Durante muito tempo conhecido apenas pela assinatura Eques Faria, o artista foi identificado como Inocêncio de Faria e Aguiar (1709–1792), funcionário do Conselho da Fazenda que, fora do exercício profissional, se dedicava ao desenho. Trabalhando exclusivamente com pena e tinta castanha, os mesmos instrumentos da escrita, construiu uma produção singular, marcada pela liberdade temática e pela originalidade gráfica.
A exposição reúne desenhos realizados sobretudo nas décadas de 1760 e 1770, revelando um olhar atento sobre o seu tempo.
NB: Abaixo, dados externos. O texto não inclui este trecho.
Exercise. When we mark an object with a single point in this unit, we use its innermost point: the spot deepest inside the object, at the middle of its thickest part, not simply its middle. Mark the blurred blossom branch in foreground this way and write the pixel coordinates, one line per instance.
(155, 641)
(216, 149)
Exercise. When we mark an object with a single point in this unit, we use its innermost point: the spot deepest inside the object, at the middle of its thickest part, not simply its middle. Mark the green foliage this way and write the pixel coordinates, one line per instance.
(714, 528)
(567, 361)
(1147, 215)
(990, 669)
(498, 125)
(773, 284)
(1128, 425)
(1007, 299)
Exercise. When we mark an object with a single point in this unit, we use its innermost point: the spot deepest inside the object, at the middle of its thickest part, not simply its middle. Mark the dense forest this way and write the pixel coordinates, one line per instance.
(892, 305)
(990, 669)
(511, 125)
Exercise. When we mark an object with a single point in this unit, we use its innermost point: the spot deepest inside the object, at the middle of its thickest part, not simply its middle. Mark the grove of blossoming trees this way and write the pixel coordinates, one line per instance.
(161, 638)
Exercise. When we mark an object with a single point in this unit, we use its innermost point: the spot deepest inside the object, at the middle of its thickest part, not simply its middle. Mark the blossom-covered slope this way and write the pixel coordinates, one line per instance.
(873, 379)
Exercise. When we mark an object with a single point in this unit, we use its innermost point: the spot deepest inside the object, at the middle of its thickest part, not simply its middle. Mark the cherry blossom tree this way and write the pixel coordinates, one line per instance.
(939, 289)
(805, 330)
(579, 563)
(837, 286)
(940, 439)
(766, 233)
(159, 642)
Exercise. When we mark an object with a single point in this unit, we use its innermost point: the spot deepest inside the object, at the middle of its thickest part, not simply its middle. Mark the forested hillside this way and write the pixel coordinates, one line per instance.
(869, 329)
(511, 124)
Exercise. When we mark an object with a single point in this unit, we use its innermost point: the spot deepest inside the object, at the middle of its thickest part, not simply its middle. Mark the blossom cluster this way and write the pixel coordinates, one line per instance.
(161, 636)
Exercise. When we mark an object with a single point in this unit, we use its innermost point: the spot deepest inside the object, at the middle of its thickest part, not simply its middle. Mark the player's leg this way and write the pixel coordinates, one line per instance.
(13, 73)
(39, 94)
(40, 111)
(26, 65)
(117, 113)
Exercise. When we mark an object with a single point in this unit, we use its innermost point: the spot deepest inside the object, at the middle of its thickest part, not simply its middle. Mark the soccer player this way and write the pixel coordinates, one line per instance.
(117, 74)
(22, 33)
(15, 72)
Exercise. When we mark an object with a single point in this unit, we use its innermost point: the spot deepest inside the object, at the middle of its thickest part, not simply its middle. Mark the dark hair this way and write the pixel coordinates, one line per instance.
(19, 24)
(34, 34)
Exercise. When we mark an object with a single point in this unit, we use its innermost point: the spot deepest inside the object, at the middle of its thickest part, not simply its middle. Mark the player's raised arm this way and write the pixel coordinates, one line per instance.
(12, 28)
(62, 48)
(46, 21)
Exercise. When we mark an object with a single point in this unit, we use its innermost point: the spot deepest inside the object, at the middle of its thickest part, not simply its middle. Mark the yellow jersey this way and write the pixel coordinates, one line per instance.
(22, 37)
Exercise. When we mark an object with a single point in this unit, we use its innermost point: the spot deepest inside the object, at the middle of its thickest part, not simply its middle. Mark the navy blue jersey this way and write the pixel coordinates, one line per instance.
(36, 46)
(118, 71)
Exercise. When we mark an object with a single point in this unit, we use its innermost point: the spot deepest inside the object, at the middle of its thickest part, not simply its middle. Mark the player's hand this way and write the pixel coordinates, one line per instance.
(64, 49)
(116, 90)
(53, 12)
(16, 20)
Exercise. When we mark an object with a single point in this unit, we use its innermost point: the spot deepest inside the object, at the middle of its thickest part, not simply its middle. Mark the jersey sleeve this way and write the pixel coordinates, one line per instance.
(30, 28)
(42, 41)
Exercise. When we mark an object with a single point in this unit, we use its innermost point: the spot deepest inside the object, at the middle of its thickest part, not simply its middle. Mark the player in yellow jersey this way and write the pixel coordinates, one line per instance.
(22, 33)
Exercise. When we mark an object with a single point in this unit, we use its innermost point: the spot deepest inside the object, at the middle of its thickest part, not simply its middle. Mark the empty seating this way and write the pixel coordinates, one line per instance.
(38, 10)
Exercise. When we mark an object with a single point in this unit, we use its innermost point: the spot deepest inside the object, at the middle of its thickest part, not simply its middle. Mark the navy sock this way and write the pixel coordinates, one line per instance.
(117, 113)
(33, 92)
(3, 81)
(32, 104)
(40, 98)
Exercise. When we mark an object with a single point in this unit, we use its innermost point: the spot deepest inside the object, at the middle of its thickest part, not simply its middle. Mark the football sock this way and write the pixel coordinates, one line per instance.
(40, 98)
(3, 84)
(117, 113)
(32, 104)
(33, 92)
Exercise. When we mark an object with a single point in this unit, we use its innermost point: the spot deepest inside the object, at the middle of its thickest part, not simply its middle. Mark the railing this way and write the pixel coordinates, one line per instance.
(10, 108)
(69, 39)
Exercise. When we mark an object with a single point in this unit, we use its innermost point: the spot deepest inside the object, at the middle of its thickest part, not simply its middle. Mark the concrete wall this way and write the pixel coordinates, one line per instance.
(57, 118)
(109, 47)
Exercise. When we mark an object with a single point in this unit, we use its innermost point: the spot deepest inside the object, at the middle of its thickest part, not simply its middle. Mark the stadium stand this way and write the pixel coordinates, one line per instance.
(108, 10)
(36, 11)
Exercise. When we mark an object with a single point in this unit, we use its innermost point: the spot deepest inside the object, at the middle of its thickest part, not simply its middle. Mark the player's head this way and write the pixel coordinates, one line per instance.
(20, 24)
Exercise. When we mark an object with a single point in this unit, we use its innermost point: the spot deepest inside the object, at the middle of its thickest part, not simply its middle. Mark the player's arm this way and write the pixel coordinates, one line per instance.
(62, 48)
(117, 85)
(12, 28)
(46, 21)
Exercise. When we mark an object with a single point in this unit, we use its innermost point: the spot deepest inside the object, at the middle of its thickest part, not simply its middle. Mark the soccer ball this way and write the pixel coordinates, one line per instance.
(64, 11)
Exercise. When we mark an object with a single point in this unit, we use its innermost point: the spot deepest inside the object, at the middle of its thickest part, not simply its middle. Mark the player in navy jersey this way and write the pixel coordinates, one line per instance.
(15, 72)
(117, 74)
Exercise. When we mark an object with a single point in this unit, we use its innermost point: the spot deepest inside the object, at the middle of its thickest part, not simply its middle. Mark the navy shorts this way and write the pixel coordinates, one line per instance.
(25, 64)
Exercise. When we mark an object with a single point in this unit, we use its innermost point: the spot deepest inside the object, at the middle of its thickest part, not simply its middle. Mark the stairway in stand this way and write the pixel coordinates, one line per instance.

Entre cenas militares, paisagens com ruínas clássicas, vistas de aldeias, estalagens, romarias e festas campestres, emerge um testemunho raro e fascinante da vida quotidiana e do imaginário setecentista.
Adaptada da primeira exposição monográfica dedicada ao artista, organizada pelo Museu Nacional de Arte Antiga, esta apresentação no MNSR convida o público a descobrir uma figura pouco conhecida, mas essencial para compreender a diversidade da prática artística em Portugal no século XVIII.
Inserido no programa “MNAA no MNSR”, este projeto reforça o compromisso de colaboração entre museus nacionais, promovendo a circulação de obras e novas leituras sobre o património artístico português.